Assign Permission Via the Registry Editor Snap-in
Follow the steps to assign permission via the Registry Editor snap-in.
Step 1 – On your target server, open Registry Editor: navigate to Start > Run and type "regedit".
Step 2 – In the left pane, navigate to HKEY_LOCAL_MACHINE\SYSTEM\CurrentControl Set\Services\EventLog\Security.
Step 3 – Right-click the Security node and select Permissions from the pop-up menu.
Step 4 – Click Add and enter the name of the user that you want to grant permissions to.
Step 5 – Check Allow next to the Read permission.
Step 6 – For auditing Logon Activity, you also need to assign the Read permission to the HKEY_LOCAL_MACHINE\SECURITY\Policy\PolAdtEv registry key.
Assign Permission Using the Group Policy Management Console
Follow the steps to assign permission using the Group Policy Management console.
Step 1 – Open the Group Policy Management console on any domain controller in the target domain: navigate to Start > Windows Administrative Tools (Windows Server 2016/2019) or Administrative Tools (Windows 2012 R2 and below) > Group Policy Management.

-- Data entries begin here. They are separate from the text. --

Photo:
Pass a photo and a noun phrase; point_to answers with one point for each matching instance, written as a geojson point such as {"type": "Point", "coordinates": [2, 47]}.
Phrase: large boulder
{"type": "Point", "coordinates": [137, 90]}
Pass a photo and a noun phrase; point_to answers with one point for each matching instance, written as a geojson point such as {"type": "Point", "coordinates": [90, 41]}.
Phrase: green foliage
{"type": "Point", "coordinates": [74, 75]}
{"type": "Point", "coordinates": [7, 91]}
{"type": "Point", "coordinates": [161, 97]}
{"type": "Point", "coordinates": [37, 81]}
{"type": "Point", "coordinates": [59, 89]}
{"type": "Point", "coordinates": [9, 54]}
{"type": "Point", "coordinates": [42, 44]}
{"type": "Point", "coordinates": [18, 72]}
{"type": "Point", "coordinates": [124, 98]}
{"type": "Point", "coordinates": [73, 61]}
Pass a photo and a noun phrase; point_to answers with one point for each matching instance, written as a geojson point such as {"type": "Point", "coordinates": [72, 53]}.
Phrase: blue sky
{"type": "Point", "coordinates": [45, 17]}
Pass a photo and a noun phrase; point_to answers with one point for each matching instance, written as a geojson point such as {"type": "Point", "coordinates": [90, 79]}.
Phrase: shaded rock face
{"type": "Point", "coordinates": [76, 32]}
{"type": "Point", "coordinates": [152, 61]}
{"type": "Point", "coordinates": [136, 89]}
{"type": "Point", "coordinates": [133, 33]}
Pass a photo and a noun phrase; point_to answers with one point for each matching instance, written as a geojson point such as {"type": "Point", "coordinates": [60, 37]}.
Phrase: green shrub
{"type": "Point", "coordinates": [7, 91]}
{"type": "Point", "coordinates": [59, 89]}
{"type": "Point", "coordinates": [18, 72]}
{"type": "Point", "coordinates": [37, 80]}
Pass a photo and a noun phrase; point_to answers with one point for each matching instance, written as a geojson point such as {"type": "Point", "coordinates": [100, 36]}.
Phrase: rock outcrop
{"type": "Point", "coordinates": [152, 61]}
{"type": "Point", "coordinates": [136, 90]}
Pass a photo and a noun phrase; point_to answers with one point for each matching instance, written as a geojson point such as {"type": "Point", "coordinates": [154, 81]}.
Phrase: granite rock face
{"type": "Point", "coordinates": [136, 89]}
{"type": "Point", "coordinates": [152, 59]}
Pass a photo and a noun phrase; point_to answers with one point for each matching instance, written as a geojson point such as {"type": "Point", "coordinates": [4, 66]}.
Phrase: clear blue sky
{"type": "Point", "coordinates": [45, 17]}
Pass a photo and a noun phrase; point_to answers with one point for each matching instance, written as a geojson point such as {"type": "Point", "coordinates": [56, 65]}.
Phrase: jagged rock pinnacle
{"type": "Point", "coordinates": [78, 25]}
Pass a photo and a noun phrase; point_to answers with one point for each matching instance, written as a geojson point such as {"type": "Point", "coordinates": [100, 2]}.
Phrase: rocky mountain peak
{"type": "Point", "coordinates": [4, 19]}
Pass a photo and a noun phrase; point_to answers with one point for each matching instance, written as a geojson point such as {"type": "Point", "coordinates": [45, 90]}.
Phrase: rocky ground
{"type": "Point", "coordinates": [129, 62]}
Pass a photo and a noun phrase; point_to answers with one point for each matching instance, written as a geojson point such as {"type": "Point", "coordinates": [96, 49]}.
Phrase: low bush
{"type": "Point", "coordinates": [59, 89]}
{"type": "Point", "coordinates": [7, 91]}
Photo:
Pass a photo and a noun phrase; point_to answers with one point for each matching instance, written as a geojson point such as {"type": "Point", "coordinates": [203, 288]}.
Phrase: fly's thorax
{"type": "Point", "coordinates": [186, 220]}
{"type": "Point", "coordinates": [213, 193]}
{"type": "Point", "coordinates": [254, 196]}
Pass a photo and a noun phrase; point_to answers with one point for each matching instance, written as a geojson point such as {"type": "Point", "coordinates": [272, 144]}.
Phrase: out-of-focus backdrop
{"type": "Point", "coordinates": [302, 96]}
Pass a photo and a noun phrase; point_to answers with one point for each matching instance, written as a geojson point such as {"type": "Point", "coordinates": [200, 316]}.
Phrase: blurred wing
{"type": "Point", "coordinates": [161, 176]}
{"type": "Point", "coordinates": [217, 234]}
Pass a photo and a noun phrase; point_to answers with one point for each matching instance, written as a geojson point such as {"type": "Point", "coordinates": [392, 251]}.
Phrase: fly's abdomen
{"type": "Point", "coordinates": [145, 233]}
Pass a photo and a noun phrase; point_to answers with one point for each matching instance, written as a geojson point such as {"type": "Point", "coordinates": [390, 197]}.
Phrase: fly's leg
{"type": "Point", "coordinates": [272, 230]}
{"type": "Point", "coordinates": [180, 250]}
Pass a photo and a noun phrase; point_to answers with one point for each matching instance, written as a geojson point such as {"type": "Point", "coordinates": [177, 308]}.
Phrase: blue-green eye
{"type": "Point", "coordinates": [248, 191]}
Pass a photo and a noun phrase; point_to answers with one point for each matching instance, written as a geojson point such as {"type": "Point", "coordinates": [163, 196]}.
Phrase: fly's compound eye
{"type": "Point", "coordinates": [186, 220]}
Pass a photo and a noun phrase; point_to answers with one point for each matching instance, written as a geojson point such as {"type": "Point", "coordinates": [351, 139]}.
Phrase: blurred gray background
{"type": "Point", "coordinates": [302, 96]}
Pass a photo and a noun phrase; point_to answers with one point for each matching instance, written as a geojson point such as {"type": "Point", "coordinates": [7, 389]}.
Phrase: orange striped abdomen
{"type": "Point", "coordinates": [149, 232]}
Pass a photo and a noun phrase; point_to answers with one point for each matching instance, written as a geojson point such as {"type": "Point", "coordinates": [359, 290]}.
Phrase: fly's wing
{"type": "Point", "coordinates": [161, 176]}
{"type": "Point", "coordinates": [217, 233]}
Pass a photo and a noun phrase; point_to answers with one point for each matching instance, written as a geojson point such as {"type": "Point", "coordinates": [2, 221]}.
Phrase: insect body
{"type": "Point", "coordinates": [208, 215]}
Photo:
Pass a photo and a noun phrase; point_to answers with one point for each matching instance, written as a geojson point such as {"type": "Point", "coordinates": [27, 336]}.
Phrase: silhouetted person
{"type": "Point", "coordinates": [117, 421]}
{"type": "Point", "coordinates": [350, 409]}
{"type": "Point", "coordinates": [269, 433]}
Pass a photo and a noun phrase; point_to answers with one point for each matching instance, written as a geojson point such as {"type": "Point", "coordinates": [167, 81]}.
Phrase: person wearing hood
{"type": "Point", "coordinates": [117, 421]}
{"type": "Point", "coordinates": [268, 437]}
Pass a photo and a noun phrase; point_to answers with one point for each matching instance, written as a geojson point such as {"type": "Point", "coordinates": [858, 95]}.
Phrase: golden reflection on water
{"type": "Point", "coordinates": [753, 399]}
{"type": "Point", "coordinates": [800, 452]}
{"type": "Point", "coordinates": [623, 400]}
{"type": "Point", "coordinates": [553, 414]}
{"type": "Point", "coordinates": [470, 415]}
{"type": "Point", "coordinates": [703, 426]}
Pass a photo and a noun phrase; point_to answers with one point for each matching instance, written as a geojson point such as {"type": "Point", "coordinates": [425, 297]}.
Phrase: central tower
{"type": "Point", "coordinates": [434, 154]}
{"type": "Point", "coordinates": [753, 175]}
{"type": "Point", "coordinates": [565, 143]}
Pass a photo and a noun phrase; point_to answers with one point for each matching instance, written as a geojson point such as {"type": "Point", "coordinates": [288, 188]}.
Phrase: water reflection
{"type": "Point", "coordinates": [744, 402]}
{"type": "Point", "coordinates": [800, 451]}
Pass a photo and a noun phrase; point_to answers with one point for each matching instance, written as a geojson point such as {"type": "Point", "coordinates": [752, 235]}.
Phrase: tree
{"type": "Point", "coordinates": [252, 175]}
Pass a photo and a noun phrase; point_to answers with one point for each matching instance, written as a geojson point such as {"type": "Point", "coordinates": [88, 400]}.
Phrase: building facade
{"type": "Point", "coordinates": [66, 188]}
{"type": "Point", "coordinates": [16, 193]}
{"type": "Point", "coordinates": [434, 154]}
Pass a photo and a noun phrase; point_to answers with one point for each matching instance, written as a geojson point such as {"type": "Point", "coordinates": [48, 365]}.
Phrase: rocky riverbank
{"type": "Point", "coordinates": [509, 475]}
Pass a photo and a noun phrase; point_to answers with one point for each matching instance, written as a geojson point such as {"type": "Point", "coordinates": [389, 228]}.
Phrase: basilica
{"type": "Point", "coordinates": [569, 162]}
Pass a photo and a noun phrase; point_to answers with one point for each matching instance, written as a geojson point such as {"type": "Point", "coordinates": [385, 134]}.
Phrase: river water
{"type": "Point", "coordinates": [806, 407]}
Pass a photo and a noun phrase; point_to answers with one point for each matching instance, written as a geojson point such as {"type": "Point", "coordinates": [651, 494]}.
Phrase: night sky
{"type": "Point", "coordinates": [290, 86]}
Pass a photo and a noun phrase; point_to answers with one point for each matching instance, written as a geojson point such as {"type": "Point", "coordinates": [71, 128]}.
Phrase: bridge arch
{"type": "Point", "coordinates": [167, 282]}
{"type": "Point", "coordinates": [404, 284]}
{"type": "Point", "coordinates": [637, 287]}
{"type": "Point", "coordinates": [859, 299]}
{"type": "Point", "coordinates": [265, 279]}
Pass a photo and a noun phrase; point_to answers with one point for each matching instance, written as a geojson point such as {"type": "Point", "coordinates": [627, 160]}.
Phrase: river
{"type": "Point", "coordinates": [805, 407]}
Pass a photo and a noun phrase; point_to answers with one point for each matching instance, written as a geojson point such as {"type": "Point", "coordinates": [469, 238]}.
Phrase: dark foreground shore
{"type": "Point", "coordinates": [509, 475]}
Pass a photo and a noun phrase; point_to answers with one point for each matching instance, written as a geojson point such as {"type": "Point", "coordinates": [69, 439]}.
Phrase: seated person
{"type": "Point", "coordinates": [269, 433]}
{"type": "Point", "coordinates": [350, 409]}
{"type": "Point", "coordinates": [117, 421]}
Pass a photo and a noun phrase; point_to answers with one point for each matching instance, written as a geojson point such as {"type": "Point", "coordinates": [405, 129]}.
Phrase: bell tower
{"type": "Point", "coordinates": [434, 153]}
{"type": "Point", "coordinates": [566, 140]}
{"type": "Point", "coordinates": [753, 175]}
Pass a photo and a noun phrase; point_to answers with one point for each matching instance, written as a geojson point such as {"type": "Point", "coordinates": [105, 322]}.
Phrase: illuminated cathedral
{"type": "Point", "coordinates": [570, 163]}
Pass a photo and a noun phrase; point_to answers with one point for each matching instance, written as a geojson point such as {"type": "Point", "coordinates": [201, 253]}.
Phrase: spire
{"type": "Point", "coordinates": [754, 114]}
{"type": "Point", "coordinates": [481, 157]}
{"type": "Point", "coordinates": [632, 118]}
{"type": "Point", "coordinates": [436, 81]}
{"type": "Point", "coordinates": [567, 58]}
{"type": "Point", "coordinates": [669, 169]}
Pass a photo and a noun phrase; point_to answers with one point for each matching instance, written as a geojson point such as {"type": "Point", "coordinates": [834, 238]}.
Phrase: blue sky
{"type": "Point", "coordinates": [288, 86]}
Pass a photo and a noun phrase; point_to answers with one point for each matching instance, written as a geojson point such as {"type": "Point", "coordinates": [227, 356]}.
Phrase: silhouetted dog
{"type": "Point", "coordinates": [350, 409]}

Step 2 – In the left pane, navigate to Forest: <forest name>
> Domains > <domain name>
>
Domain Controllers. Right-click the effective domain controllers policy (by default, it is the
Default Domain Controllers Policy), and select Edit .
Step 3 – In the Group Policy Management Editor dialog, expand the Computer Configuration node on the left and navigate to Policies > Windows Settings > Security Settings > Registry.
Step 4 – Right-click in the pane and select Add Key.
Step 5 – Navigate to HKEY_LOCAL_MACHINE\SECURITY\Policy\PolAdtEv
and click OK.
Step 6 – Click Add and enter the name of the user that you want to grant permissions to and press Enter.
Step 7 – Check Allow next to the "Read" permission and click OK
Step 8 – In the pop-up window, select Propagate inheritable permissions to all subkeys and click OK.
Step 9 – Repeat the steps 4-8 for keys below:
HKEY_LOCAL_MACHINE\SYSTEM\CurrentControlSet\Control\SecurePipeServers\winreg
;HKEY_LOCAL_MACHINE\SYSTEM\CurrentControlSet\Services\EventLog\Security
.
Step 10 – Close Group Policy Management console.
Step 11 – Navigate to Start > Run and type "cmd". Input the gpupdate /force
command and
press Enter. The group policy will be updated.
Step 12 – Type repadmin /syncall
command and press Enter for replicate GPO changes to other
domain controllers.
Step 13 – Ensure that new GPO settings were applied to the domain controllers.